Winnie Sidharta Ambron: Boundless

May 11 - Aug 25 2019

Opening Reception Saturday, May 11 6:00 PM to 9:00 PM

“You and I are close, we intertwine. You may stand on the other side of the hill once in awhile, but you may also be me while remaining what you are and what I am not”
- Trinh T. Minh-ha. Woman, Native, Other: Writing Postcoloniality and Feminism

Boundless’ is an installation of wall paintings and collage pieces addressing identity,  and how to represent one’s position and cultural experience through painting. Inspired by the highly vigorous and refined textile traditions within Javanese vernacular style — most of which are executed by women — the patterns on the walls evoke a similarly organic and living quality balanced somewhere between the decorative and something more evocative. The pieces, though contained within themselves, extend into the space through these patterns, loosening the boundaries between them.  This constant expansion and contraction creates an environment where fragments and colors ’speak’ to each other. These fragments and edges draw forth excerpts of time, impressions of space, temperature and the metamorphosis of bodies as landscapes; a portrayal of collective history and emotive cultural experiences. The (female) bodies have been transformed into vast and unrestricted landscapes.
These pieces offer my interpretation of selfhood through the language of painting; a language that comes from my personal experiences of living in a diaspora, rediscovering identity, and learning to inhabit two worlds at once: the present and the past, internal and external, microscopic and macroscopic. In these works, I find an association with a body that I have become, something that is both inside and outside of the margins, a manifestation of that which is other.

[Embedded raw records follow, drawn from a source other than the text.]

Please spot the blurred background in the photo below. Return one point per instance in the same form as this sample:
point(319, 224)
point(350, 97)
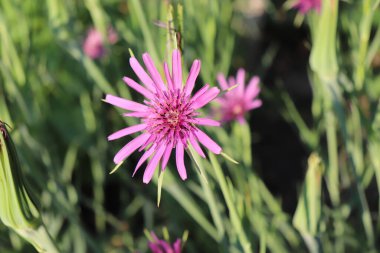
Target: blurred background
point(52, 82)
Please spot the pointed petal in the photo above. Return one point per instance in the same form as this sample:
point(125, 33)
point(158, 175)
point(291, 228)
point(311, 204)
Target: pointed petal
point(144, 157)
point(126, 131)
point(168, 77)
point(196, 146)
point(149, 171)
point(200, 92)
point(137, 87)
point(131, 146)
point(177, 246)
point(205, 98)
point(153, 71)
point(136, 114)
point(208, 142)
point(207, 122)
point(240, 79)
point(253, 88)
point(222, 81)
point(166, 156)
point(142, 75)
point(194, 72)
point(180, 160)
point(125, 104)
point(177, 69)
point(241, 120)
point(231, 81)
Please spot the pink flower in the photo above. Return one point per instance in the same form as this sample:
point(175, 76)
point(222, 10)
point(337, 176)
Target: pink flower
point(169, 116)
point(305, 6)
point(161, 246)
point(93, 45)
point(235, 103)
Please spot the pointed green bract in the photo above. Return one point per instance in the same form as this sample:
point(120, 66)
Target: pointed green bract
point(18, 210)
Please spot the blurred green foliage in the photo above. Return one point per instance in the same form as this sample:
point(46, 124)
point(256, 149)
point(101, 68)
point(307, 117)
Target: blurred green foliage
point(50, 94)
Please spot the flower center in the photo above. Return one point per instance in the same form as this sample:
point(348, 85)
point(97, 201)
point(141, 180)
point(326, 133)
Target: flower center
point(237, 109)
point(172, 117)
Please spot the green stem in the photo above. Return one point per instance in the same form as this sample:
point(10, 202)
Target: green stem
point(40, 239)
point(235, 220)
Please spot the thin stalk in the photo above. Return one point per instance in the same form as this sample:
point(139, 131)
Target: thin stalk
point(235, 220)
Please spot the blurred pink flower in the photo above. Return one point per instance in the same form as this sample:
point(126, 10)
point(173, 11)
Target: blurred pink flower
point(161, 246)
point(93, 45)
point(169, 116)
point(235, 103)
point(305, 6)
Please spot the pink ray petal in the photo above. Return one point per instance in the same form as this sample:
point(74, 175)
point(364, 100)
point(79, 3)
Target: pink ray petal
point(205, 98)
point(142, 75)
point(177, 246)
point(177, 69)
point(207, 122)
point(200, 93)
point(180, 160)
point(153, 71)
point(222, 81)
point(165, 158)
point(240, 79)
point(254, 104)
point(137, 87)
point(208, 142)
point(136, 114)
point(231, 81)
point(149, 171)
point(196, 146)
point(125, 104)
point(130, 147)
point(126, 131)
point(144, 157)
point(194, 72)
point(241, 120)
point(168, 77)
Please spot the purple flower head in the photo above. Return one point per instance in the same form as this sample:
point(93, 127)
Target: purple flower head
point(168, 116)
point(161, 246)
point(93, 45)
point(305, 6)
point(235, 103)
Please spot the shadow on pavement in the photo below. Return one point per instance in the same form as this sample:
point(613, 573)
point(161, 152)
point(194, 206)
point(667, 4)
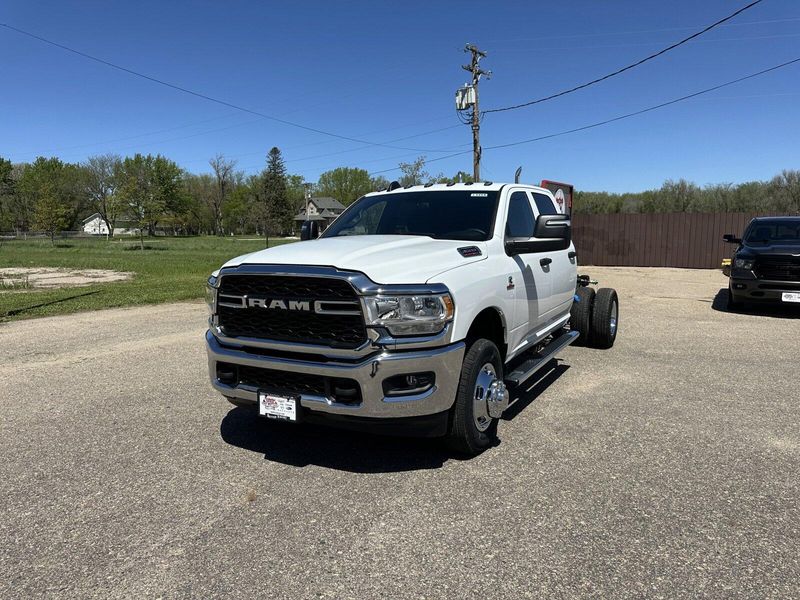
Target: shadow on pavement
point(303, 445)
point(777, 310)
point(17, 311)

Winnie Sidharta is a painter based in Queens, New York. Born and raised in a minority Chinese community in East Java, Indonesia, Winnie eventually relocated to the United States in 2010. She studied painting in Indonesia and in Beijing, China, where she lived and worked as an artist before moving to the United States to pursue a graduate degree in Painting and Drawing. She received her MFA from The Ohio State University and later taught in the Painting and Drawing Department before settling in New York City.

Winnie’s formative years were set against a complex cultural background— a multi-ethnic and multi-lingual society imbued with religious pluralism— that shared an awareness of the long history of colonialism and the many revolts against it. She experienced directly and indirectly the fragile socio-political systems that manifested in the nation’s post-colonial search for identity.  This took the form of the eradication of ethnic and religious minorities during her upbringing. As a recent U.S. citizen, Winnie examines the experience of immigration and the kind of outsider complex it produces. This force is ever-present in her work as she continues to revisit her roots and build her identity as an artist.